Вечером на Москву обрушился дождь. Плотный, густой ливень, водопадами скатывающийся с крыш, превращающий ручьи в полноводные реки, а немощные улицы — в глинистое, грязевое месиво.
Впрочем, по скользкой глине запряженные цугом сани скользили только лучше, а потому свадебный поезд быстро домчал молодых до огороженного частоколом двора и они торопливо метнулись из-под кожаного навеса саней под крышу крыльца. Дворня что-то закричала, но из-за шума дождевых струй разобрать слова было невозможное.
— С Богом, — благословил, не выходя в грязь, спины супругов монах. — Дождь-то какой, боярин.
— Ништо, — с улыбкой отмахнулся Толбузин. — Им ближние дни из почивальни выходить ни к чему. Пусть льет, хлеба поднимает. Хорошее лето выдалось. Спокойное.
Подходил к концу семь тысяч шестьдесят второй год от сотворения мира, именуемый немытыми схизматиками тысяча пятьсот пятьдесят третьим. Мирный год — потому, как слабые наскоки Ордена и Литвы с Польшей, занятых своими спорами, без труда отбили порубежники и местное ополчение, весьма удачно ответные визиты нанеся. Впрочем, на западных границах для Руси соперников давно уже не существовало, как и на восточных, где, пользуясь мирным временем, стрелецкие рати удачно замирили взбунтовавшихся было после ухода Казанского ханства под Русь удмуртов и башкир. Присягнули Руси по воле своей, безо всякого царем принуждения, сибирский хан Едигер, черемисы и черкесские князья. Вяло сопротивлялось малочисленным, но сильным духом отрядам воеводы Пронского- Шемякина ханство Астраханское, и внимание Руси приковывало теперь необъятное Дикое Поле, по весне колышущееся волнами высокой сочной зелени, заливаемое, словно кровью, алыми головками тюльпанов — и к концу года превращающееся в сухой ровный стол, по которому катаются из края в край белые шарики верблюжьей травы.
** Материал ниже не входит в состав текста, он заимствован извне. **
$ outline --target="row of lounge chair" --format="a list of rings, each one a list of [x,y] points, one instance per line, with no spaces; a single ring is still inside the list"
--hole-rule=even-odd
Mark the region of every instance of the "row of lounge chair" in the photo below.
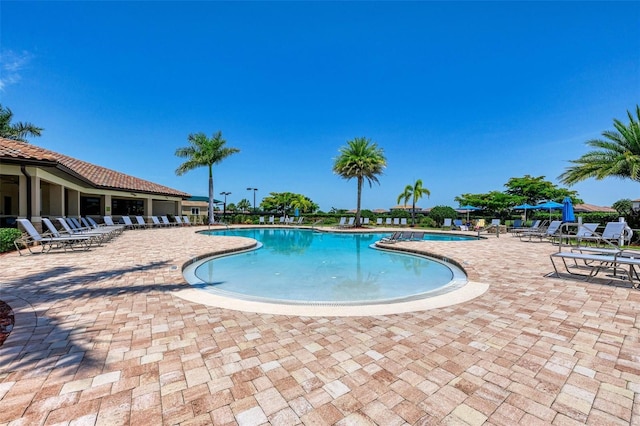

Именно из этого зеленого моря накатывали черными штормовыми валами орды жадных крымских татар, захлестывали Русь — разбиваясь, как о камни, об остроги и крепости, обтекая города, обращаясь в прах при столкновении с отрядами кованной конницы, и отлынивая назад, снося вместе с собой все то, чего не успели жители спрятать за крепостные стены или укрыть в непроходимых чащобах: людей, скотину, старую рухлядь и нестареющее золото. И как ни хвалились татары своей удалью, как ни угрожал турецкий султан страшной карой всем, кто руку на его крымских союзников поднимет, но Русь от близости и алчности этой стихии начинала уставать.